Shiva Baby – Sbiadire nella propria comunità
Cosa succede quando incontri il tuo sugar daddy, con moglie e figlia, durante la tradizionale shiva ebraica?
Ce lo racconta il lungometraggio di Emma Seligman, disponibile in streaming sulla piattaforma MUBI.
Shiva baby (2020) è l’esordio alla regia di Emma Seligman, regista e sceneggiatrice, che ha creato questo progetto a partire da un cortometraggio del 2017, con lo stesso titolo, e in cui era già presente l’attrice protagonista, Rachel Sennot.
La shiva (“sette”) è un periodo di sette giorni di lutto nell’ebraismo che si osserva durante la prima settimana dopo il funerale di un parente. Dalla morte al giorno del funerale la prima preoccupazione è quella di prendersi cura del proprio caro estinto e di preparare la sepoltura.
Quando la shiva inizia, l’attenzione si riversa sui familiari e gli amici per dare loro supporto e amore, confortandoli e consolandoli.
Quest’attenzione è assolutamente evidenziata e moltiplicata per le anime che si trovano a varcare la soglia di quel piccolo spazio domestico, claustrofobico e morboso che è la casa in cui è ambientato il lungometraggio.
Quel luogo diventa un confessionale, una sede di pettegolezzi e giudizi affrettati soprattutto sui giovani di quella generazione, su cui sono puntati gli obiettivi, proiettate frustrazioni e ansie e di cui non si riesce a smettere di sparlare.
Protagonista della storia è proprio una di loro, Danielle, una studentessa che non ha ancora deciso quale sarà il suo futuro ma che nel frattempo si mantiene facendo la sugar baby, ovviamente di nascosto. Dal primo momento in cui mette piede in quella casa diventa lo spettacolo preferito di tutte le donne presenti, intente ad analizzarla fornendo interpretazioni fallaci e dettate solo da un’intrusione nell’altrui intimità.
Il costante riferimento alla sua presunta magrezza e il gesto reiterato di toccarle i fianchi per dar credito alla propria teoria, sono un ulteriore simbolo dell’invadenza che si è costretti a sopportare in determinati ambienti, talmente radicata da essere percepita come normale.
Mentre i presenti sparlano animatamente di tutto e di tutti, bocconi generosi accompagnano le loro mascelle, mentre si consuma il “pasto delle condoglianze”, pietanze portate dai parenti per i loro cari in lutto. Di tutto quel cibo, Danielle non riesce a mangiare nulla, vorrebbe ma non ce la fa, e tutto è accompagnato da un valzer di gesti dell’impossibilità.
Mangiare è il vero rito che accomuna tutti indistintamente e tiene insieme conversazioni e legami anche in un momento difficile.
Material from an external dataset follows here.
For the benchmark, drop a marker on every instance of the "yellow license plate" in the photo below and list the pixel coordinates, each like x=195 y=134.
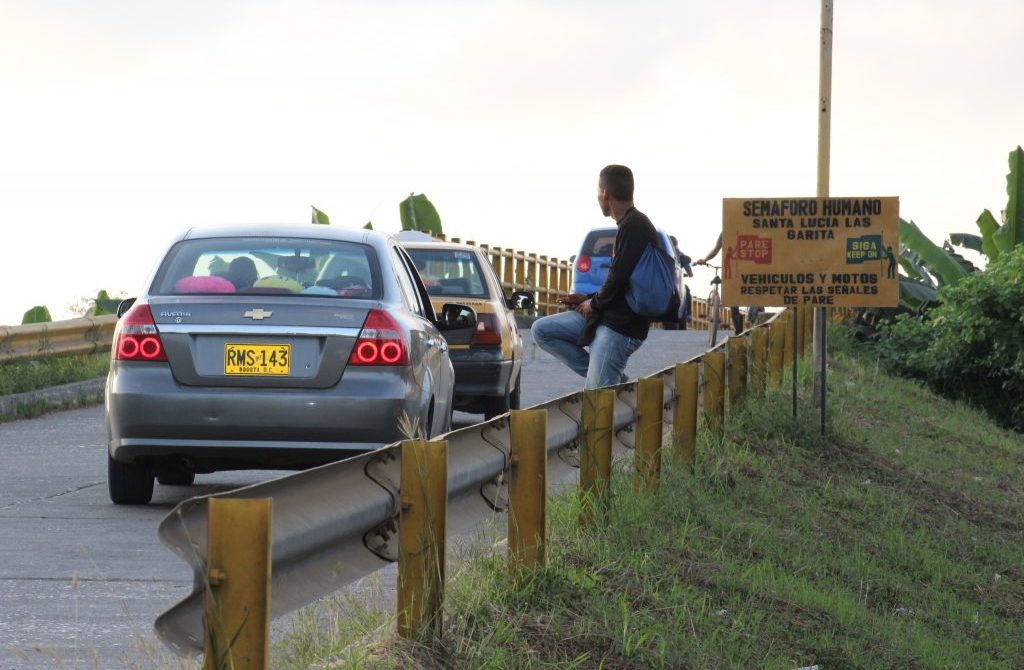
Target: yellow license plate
x=257 y=359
Il suo essere slegata dal resto non le consente nemmeno questo tipo di avvicinamento.
L’altro tipo di intrusione a cui dovrà tener testa sarà quella dell’uomo con cui intrattiene una relazione sessuale per denaro, il suo sugar daddy, che si presenta al rito con tanto di moglie e bambina di diciotto mesi.
Questa presenza è un ulteriore sconfinamento dei propri spazi personali, di quella che è la sua vita al di fuori di quel contesto che si scontra con la vita religiosa e familiare e la costringe a un difficile confronto costruito sui sensi di colpa. La presenza della propria ex, un’altra giovane donna plasmata da sguardi indiscreti, sarà una difficoltà aggiunta, un fatto irrisolto che deve ancora trovare soluzione e che sembra volersi spiegare proprio in quel momento preciso e complicato.
Danielle, che nella scena iniziale sembra una donna sicura di sé e della propria identità, man mano sbiadisce per mano dei familiari, involve in una ragazzina insicura e immatura, fino a farsi assorbire completamente da quella situazione bizzarra senza un minimo di volontà propria.
Tutta l’ansia delle situazioni che si vengono a creare unicamente nella casa e nei suoi dintorni è espressa da corde di violini impazziti che sembrano portare alla totale follia, a uno stato caotico in cui si mescolano melodie dissonanti.
Il risultato sarà un pasticcio assurdo e indefinito in chiave comica e grottesca, derivazione naturale di un contesto soffocante e della difficile condizione di certa gioventù che non riesce ad afferrarsi, consapevole della precarietà del futuro più prossimo.